IOWA CITY — Normally, Iowa wrestling duals follow the traditional lightest to heaviest format.
Friday night, the order was reshuffled. The Hawkeyes didn’t have their lightweight sparkplug ignite the crowd and team. They didn’t hear the ominous theme that precedes heavyweight Sam Stoll’s stroll to the mat to close the dual.
Neither the order, nor the opponent, presented any trouble for Iowa.
The seventh-ranked Hawkeyes received an opening pin from Brandon Sorensen and freshmen Alex Marinelli, Spencer Lee and Carter Happel added victories over top-10 opponents as Iowa beat No. 18 Minnesota, 34-7, in a Big Ten Conference wrestling dual at Carver-Hawkeye Arena.
The dual started at 149 pounds due to a draw for the order requested by the Golden Gophers. The earlier calls didn’t bother the middle of the Iowa lineup, which added three more wins and improved to a combined 45-0.
“I don’t mind,” said Sorensen, who is usually the fourth to take the mat. “It’s not much of a change. Maybe a little bit in your nutrition. Put a little less in you so you’re not too full going out on the mat, but it’s the same thing.
“You’re going out there and performing and taking it to the guy.”
Marinelli led off the championship round at the Midlands and said he liked it. He usually kicks off the second half of the dual following the intermission. He was unfazed.
“This is an entertainment business,” Marinelli said. “When you put on a show right at the beginning that is huge for the crowd.”
Second-ranked Sorensen (17-0) recorded his second straight pin and sixth overall, decking Ben Brancale in 3:32. Happel provided a bookend fall, pinning 10th-ranked Tommy Thorn with two seconds left at 141.
Iowa recorded 12 first-period takedowns and the three-time All-American senior may have set the tone. He tallied three first-period takedowns. Brancale chose the bottom position to start the second, Sorensen sucked him back to the mat, adjusting and getting the fall.
Sorensen has opened things up more this season, earning a pin or technical fall in his last three dual bouts at CHA. He has earned bonus points in 12 of his 17 victories.
“It comes from just picking up your pace,” Sorensen said. “If you pick up your pace, the gap widens, bonus points come and that’s what we’re looking for.”
Marinelli has ascended the national ladder at 165 pounds. The redshirt freshman has done so by climbing over a host of ranked wrestlers.
Fifth-ranked Marinelli dropped No. 9 Nick Wanzek, 5-1, for his fourth victory over a wrestler ranked in the top 10 nationally. It was his third in the last four matches.
“When the season gets to the end, you’re going to have those matches,” Marinelli said. “You’re going to have close matches because that’s when the best wrestlers come out to play.
“You’ve got to come out and perform every single time, no matter who the opponent is. It doesn’t matter what the rankings are.”

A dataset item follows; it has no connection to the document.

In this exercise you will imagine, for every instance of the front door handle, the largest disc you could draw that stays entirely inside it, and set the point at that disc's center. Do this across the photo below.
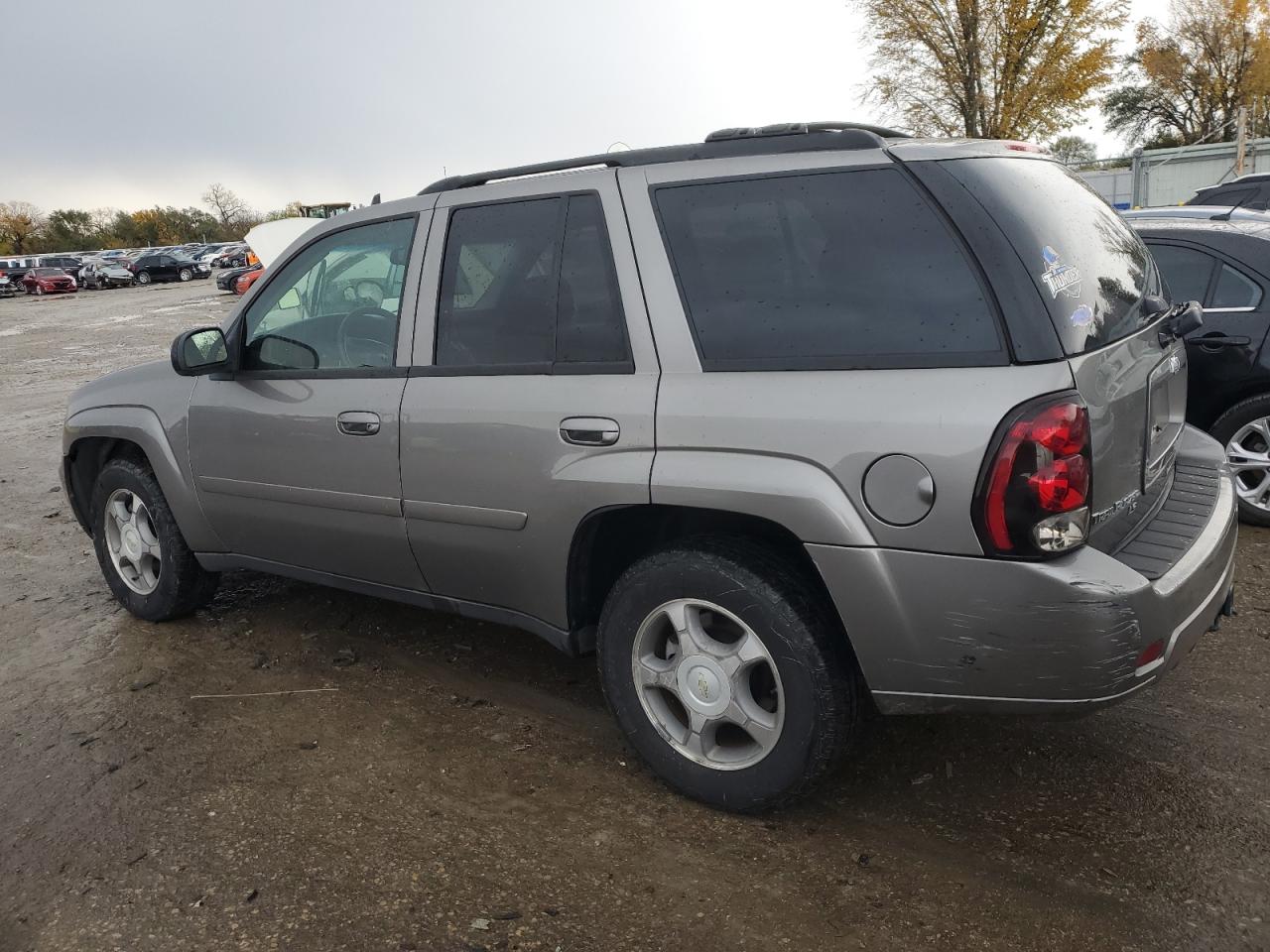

Marinelli broke a scoreless tie with a second-period escape. He closed strong, scoring the match’s only takedown in the third. He was in on more leg attacks but was unable to score until the final frame.
“I should have finished better,” Marinelli said. “I know if I finish in the first period the match can be completely different. I have to finish a lot of my attacks.
“We’re going to go back into the room tomorrow and definitely focus on moving the guy, bend my knees and score.”
Marinelli was able to add a riding-time point with more than a minute of riding time, holding Wanzek down for the final moments to secure it.
“I heard (associate head coach) Terry (Brands) at the end and he said you ride him,” Marinelli said. “It gave me motivation to just ride him. I knew there was short time and getting that riding time was huge in those close matches.”
Lee also faced a top-10 opponent in 2017 NCAA runner-up and sixth-ranked Ethan Lizak. Lee dominated Lizak, posting a 15-0 technical fall with a takedown early in the third.
Lee built a 6-0 lead in the first with a takedown and four-point nearfall off a tilt. Lizak, a strong rider, chose the top position to start the second, but Lee scored a reversal, another nearfall and a point for stalling and a 13-0 edge after two.
Sophomore Michael Kemerer returned to the lineup and was even more offensive in his victory. Kemerer scored five takedowns, two nearfall and more than two minutes of riding time for a 16-6 major decision over Jake Short at 157.
Like Kemerer, Gunther (174) has received a reprieve from the starting lineup recently, missing the previous two duals. He was effective in his return, scoring takedowns in the first two periods of his 5-1 decision over Chris Pfarr, extending Iowa’s lead to 16-0.
Stoll posted a major decision and Joey Gunther (174) and Cash Wilcke (197) added decisions.